La guerre, c’est le maintien de la paix. L’exécution sommaire, c’est la justice. La concurrence libre et non faussée, c’est la vie. La presse, c’est la vérité. La répression, c’est la liberté. La précarité, c’est l’aventure. Le contrôle, c’est la libre circulation. La libre circulation des hommes, c’est celle des capitaux. Le droit à l’oubli, c’est le fichage... Notre démocratie meurt de ces manipulations du discours et de la réalité.

Et l’on pourrait continuer : Facebook, c’est l’amitié. Le nucléaire, c’est la protection de l’environnement. La liberté, c’est un pacte d’actionnaire. La vidéo surveillance, c’est la protection. L’égalité, c’est l’égalité des chances... Le chômage, c’est de la fraude.

Cette novlangue et les manipulations sémantiques ressortent d’un projet idéologique clair.

L’assaut contre le temps de cerveau disponible est devenu une méthode de gouvernement et un projet de société identique à celui que décrivait Georges Orwell dans son roman 1984 (publié en 1949) se met en place.

Comme le disait Orwell « Cette simplification lexicale et syntaxique de la langue est destinée à rendre impossible l’expression des idées subversives et à éviter toute formulation de critique (et même la seule « idée » de critique) de l’Etat et du gouvernement... » Bref à changer la vie.

Nous en sommes là... Le projet du gouvernement et de certains syndicats droitiers de la police est de faire de la sécurité un principe constitutionnel et tordant complètement le sens de la notion de sûreté issue des Déclarations des droits de 1789 et 1793. Le citoyen n’a plus le droit de revendiquer une sûreté pour lui même contre l’arbitraire de l’Etat, du gouvernement ou/et de son voisin. Le droit à la sécurité n’est plus un attribut du citoyen, celui-ci est devenu suspect et c’est l’Etat et le gouvernement qui produiront la sécurité et gare à ceux qui ne respectent pas les nouvelles dispositions de contrôle et de sanction dont le développement s’accélère à chaque fait-divers.
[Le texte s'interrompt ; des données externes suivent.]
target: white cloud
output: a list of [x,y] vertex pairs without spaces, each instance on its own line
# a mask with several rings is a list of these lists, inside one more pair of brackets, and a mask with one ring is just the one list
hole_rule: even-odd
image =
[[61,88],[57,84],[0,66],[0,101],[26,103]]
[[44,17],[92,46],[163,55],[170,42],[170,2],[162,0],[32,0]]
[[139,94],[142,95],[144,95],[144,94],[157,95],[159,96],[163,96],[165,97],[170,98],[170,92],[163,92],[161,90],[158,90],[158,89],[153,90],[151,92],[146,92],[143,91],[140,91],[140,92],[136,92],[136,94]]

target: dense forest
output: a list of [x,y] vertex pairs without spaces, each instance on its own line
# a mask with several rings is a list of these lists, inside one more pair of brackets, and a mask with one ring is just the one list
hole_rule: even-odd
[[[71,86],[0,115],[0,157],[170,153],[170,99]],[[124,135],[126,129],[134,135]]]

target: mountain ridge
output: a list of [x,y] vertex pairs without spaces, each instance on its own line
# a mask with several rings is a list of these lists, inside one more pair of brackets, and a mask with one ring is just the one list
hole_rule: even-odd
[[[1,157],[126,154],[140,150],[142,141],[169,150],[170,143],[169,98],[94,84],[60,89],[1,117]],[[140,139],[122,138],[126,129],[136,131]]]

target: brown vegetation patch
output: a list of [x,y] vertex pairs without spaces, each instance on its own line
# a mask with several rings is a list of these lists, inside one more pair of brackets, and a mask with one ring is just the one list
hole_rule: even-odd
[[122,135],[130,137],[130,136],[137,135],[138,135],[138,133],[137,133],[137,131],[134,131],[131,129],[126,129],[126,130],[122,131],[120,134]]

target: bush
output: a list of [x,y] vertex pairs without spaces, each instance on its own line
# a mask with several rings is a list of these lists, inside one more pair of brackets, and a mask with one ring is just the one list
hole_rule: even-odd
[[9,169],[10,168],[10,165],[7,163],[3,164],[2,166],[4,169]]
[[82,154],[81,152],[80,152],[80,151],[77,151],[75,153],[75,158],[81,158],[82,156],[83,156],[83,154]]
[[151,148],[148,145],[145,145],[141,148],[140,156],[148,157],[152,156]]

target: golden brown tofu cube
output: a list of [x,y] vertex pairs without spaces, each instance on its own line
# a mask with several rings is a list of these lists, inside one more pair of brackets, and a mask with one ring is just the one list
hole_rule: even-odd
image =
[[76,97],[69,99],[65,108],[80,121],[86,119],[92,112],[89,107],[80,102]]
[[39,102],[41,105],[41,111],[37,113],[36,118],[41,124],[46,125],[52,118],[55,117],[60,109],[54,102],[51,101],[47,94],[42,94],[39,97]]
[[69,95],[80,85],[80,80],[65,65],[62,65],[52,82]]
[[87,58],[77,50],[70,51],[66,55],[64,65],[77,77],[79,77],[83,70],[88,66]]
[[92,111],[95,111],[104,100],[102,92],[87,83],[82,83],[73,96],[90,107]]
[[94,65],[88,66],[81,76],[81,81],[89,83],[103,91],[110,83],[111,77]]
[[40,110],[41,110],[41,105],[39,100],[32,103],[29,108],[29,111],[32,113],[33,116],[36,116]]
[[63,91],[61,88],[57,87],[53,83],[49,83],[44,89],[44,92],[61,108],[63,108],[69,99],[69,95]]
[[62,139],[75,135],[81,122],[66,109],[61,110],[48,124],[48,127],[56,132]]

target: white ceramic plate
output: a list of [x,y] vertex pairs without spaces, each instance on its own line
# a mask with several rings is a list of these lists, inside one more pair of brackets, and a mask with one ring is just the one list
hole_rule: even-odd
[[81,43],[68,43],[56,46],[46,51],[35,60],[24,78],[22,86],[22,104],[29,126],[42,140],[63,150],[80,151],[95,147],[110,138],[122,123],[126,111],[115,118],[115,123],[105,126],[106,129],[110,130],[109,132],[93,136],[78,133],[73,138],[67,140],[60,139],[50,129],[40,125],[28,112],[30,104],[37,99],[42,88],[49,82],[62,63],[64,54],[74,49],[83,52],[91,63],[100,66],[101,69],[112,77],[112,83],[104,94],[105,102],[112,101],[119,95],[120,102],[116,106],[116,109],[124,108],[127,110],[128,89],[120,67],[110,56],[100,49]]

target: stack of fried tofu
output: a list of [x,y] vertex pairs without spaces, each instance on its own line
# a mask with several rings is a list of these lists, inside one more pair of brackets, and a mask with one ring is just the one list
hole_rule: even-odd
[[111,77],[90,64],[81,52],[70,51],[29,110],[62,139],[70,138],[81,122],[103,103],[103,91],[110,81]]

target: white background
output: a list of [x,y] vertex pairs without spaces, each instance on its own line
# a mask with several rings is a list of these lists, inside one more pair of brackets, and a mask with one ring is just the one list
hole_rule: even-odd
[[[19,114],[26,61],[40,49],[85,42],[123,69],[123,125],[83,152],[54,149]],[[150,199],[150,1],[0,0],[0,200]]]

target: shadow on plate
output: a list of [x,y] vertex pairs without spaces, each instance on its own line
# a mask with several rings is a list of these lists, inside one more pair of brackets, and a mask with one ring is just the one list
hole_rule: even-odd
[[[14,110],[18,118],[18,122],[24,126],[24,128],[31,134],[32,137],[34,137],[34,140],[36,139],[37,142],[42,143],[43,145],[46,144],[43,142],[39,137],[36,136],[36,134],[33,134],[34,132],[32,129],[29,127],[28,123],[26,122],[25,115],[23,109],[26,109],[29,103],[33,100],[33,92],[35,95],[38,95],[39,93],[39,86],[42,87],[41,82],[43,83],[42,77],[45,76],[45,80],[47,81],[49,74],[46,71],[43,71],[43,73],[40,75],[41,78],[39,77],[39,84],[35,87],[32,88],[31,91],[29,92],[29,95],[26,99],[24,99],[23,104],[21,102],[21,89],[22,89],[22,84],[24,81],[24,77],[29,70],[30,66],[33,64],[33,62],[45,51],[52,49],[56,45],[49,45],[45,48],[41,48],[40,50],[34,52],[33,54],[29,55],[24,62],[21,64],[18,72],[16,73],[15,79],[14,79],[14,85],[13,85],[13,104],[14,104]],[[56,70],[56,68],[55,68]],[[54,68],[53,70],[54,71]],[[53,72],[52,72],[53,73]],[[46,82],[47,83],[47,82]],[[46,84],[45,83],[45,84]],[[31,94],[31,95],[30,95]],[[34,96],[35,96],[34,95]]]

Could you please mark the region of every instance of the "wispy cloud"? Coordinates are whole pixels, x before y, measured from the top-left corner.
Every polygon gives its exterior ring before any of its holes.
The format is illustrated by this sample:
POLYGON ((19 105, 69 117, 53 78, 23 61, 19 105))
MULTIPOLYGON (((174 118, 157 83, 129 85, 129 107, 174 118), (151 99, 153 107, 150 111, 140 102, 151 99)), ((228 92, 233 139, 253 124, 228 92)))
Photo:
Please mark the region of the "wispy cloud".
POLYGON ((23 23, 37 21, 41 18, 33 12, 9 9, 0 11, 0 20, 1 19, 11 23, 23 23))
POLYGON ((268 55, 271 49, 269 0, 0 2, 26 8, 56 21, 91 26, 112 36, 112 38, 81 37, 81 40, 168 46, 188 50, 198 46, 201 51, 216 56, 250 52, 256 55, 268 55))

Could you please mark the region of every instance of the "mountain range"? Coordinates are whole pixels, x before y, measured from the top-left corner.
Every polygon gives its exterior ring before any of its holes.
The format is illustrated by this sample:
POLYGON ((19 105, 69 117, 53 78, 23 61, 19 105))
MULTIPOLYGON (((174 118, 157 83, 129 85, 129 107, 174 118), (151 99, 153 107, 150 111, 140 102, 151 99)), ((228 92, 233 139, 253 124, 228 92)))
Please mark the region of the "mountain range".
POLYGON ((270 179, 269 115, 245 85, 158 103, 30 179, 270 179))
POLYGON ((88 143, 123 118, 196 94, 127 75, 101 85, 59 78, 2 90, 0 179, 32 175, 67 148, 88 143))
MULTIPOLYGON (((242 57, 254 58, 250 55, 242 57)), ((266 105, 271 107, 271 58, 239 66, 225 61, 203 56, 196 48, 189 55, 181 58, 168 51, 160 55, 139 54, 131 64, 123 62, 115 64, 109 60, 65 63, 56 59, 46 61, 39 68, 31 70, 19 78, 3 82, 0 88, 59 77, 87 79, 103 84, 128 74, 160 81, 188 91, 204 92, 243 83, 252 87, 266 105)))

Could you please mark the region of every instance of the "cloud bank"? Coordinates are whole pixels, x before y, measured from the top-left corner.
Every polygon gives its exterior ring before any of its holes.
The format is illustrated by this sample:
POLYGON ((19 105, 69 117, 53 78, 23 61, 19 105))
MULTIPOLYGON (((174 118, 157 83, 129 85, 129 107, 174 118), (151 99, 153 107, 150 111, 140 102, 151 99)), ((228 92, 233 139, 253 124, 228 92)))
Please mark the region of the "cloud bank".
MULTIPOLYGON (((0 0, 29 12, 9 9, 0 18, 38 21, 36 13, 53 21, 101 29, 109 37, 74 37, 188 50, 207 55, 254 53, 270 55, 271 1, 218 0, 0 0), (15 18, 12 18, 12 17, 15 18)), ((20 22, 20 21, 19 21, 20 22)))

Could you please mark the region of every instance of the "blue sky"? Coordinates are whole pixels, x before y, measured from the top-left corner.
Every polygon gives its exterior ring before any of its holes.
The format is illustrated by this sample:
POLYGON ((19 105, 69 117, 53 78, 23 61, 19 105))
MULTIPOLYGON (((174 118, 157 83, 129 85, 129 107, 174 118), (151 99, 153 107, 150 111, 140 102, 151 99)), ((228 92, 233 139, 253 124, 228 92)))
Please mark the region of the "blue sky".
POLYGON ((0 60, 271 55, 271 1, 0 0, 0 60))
Le site OWNI recense 42 lois sécuritaires depuis 2002 avec une accélération à partir de 2007...

Le but est que la liberté se conforme à l’ordre ultra-libéral et capitaliste. A ce sujet la méthode du gouvernement est radicale, il s’agit non seulement avec les médias dominants de dé-structurer le sens commun et d’instaurer une police de la pensée mais aussi de marquer dans les chairs ce nouvel ordre dont il y a peu on disait qu’il correspondrait à la fin de l’histoire...

Bien sûr, l’imitation du Patriot Act juste après 2001 et la généralisation de ses procédures dérogatoires de l’Etat de droit dans tous les pays du monde s’est traduit en France par divers textes liberticides : citons chronologiquement les lois sécurité quotidienne, sécurité intérieure qui pénalisent la mendicité, le racolage passif, les rassemblements dans les halls d’immeuble etc... , la loi Perben II qui généralise l’utilisation de la notion de bande organisée avec des pouvoirs exorbitants de police en matière d’écoutes de surveillance du net, de perquisition de nuit ou de sonorisation... Cette tendance se poursuivra avec la loi sur les peines planchers... etc.

Il est vrai que cette tendance sécuritaire avait bien commencé à gauche aussi avec le colloque de Villepinte du PS du 24 et 25/10/1999 (cf par exemple : http://www.liberation.fr/politiques...).

L’avenir allait dépasser ces apprentis de l’opportunisme pour un résultat chaotique et maintenant préoccupant.
Mais cet Etat Pénal revendiqué qui rogne continuellement sur les libertés publiques et individuelles va s’attaquer au cœur du dispositif de la République sociale. Les travailleurs sociaux vont devoir partager leur secret professionnel avec les policiers, les maires vont être conviés a prononcer des sanctions pénales, le statut des milices privés et vigiles en tout genre est étendu.

Tout dispositif social devient exclusivement un dispositif de contrôle : ANPE, administration communale, éducation nationale dont le contrôle de l’absentéisme scolaire aura pour fonction essentielle de suspendre les allocations familiales, etc... On braque l’instrument pénal sur les plus faibles, les précaires, les jeunes, les étrangers, les fous... Une psychiatrie policée apparaît.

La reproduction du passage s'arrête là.